I hate talking about myself. I hate reading that I have real issues and that people would judge me. Yes, I am fully aware that there are settings on this "free" blogging thing. But I do not have the patience to fix them right now. I usually keep things to myself because I never believed that people would care about what I say. That was my life, everyday... no one cared what I thought, felt, dreamed, or whether I even existed beyond making dinner or sex.

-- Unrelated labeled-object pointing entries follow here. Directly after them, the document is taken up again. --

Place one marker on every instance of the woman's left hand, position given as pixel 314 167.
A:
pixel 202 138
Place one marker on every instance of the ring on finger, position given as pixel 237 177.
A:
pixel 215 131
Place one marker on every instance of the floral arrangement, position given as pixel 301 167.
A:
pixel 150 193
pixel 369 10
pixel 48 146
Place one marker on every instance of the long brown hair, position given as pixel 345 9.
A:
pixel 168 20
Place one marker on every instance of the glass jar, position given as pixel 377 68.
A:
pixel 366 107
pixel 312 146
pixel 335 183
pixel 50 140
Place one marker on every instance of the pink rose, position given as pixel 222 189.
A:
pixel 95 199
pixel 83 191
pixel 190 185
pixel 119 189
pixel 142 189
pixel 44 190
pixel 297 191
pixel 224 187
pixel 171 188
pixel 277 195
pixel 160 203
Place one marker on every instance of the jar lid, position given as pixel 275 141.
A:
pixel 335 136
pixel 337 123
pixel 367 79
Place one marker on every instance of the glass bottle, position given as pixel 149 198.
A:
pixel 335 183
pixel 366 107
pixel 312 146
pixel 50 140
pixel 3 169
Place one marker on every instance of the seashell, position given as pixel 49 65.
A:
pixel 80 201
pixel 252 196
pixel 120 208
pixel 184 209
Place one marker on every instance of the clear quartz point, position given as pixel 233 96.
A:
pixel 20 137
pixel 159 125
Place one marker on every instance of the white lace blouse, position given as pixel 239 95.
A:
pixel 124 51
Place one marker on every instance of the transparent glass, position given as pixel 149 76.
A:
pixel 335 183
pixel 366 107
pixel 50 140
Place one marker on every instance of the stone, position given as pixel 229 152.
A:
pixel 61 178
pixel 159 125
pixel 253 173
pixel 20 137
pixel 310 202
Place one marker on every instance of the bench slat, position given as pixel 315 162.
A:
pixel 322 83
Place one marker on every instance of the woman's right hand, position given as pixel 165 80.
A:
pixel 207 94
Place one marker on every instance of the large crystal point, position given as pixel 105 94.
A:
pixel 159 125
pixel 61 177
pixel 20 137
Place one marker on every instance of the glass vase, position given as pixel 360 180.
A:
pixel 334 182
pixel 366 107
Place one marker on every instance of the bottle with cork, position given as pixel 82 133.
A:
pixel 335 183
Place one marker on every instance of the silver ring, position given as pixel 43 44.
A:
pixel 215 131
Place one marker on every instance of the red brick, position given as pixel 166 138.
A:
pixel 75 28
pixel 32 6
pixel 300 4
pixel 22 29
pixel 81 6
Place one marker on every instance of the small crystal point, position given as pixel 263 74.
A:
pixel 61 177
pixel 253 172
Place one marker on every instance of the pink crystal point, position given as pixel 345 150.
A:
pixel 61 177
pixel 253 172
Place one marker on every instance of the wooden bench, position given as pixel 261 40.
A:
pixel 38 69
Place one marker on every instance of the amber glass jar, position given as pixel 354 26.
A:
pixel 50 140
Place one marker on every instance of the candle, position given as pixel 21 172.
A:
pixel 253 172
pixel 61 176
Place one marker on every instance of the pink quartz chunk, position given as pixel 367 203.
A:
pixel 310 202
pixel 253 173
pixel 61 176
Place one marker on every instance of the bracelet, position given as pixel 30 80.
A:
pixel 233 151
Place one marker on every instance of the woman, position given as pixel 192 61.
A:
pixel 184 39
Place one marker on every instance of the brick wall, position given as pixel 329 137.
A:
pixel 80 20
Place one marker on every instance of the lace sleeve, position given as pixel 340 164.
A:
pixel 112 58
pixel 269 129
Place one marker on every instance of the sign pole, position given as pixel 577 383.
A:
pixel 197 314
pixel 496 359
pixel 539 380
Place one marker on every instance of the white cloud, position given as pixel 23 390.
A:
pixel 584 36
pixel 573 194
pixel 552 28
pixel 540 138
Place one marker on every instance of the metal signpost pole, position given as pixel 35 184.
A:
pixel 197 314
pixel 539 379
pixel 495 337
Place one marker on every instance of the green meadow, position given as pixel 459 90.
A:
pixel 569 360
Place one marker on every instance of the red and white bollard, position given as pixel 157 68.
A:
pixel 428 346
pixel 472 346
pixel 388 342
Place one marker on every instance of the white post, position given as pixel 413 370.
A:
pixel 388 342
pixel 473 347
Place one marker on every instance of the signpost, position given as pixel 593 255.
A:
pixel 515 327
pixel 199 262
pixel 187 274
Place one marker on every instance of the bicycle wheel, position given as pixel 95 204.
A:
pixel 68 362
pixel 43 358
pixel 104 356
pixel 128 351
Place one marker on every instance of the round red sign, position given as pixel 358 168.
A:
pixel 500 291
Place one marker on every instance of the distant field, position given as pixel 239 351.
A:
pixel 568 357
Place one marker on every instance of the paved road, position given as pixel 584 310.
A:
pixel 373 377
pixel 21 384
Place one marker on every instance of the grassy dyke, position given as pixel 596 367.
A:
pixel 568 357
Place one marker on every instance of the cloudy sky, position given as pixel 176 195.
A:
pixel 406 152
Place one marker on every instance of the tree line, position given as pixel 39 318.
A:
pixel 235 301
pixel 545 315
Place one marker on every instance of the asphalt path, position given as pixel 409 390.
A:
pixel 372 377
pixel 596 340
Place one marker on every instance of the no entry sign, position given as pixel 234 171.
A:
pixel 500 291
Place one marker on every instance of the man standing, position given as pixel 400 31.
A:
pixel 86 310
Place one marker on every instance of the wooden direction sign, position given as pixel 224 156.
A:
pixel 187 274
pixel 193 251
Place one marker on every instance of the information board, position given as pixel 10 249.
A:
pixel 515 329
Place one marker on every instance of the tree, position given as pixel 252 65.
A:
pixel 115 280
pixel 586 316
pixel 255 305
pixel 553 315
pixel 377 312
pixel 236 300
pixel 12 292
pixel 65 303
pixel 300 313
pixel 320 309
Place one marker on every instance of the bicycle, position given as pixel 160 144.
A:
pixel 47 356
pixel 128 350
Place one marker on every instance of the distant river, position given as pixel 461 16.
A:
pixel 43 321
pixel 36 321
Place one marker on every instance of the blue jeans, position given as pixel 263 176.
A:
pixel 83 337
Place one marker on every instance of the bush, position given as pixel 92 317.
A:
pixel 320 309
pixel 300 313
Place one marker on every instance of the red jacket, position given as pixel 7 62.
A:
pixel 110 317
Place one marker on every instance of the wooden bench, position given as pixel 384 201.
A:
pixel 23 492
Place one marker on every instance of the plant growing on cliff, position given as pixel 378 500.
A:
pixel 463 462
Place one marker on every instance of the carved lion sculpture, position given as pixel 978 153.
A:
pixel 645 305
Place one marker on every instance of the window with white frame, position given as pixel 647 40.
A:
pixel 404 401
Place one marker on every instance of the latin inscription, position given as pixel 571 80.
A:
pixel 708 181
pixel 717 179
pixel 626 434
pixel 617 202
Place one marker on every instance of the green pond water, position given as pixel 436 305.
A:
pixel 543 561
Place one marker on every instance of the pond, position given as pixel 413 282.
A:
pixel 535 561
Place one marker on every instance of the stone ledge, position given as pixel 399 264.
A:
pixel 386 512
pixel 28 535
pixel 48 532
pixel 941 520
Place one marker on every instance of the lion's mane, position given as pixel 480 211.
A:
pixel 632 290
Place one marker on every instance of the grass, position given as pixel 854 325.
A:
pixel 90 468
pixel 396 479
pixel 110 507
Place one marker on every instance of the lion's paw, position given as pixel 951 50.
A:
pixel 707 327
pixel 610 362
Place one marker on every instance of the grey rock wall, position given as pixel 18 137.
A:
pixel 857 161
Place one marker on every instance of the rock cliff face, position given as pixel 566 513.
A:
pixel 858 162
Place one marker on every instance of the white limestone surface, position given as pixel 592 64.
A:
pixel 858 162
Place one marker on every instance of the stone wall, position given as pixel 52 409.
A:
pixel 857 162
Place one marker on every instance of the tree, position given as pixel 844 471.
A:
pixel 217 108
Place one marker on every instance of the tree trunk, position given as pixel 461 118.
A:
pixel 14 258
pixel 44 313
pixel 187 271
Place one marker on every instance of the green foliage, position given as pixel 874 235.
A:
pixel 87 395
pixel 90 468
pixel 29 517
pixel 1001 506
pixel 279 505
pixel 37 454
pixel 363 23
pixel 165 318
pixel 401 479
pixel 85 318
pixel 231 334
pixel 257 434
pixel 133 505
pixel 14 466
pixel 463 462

I do not include my children in this, I include the choices that I made believing that the next one would be better than the last. So stereotypical! Classic even! Starts off awesome, then months to years down the relationship river, when you least expect it, you are getting belittled for everything you do. Here is where I stop because this is the private thing, you can use your imagination as to what happened at least in one relationship. I need to remind you all who might read this... or not... Just because a survivor of abuse has "bad" relationships, this does not mean it is their fault for what happened, in fact the opposite is true in most cases.
Hey, here is a PUBLIC SERVICE ANNOUNCEMENT: GUYS, GALS, the LBGTQ you GIVEN IN to VICTIM BLAMING when you say to a PERSON, "look at all the bad relationships you had, I don't think it would work between us".... It is not the PERSON'S fault. Yes, they made choices but they didn't know the choices were "bad" until it was too late, after they are being victimized. It does not matter if the abuse is violent, emotional abuse is worse, and most cannot heal from it. So just letting you "guys" know, telling the PERSON you are interested in that it "won't work" because of the "bad relationships"... that is re-victimizing the survivor of abuse. I care about you people, I just want you to know that those survivors need to build trust again and need a little more TLC than the average person.
Well that is it for now I guess... night folks, Blessed Be.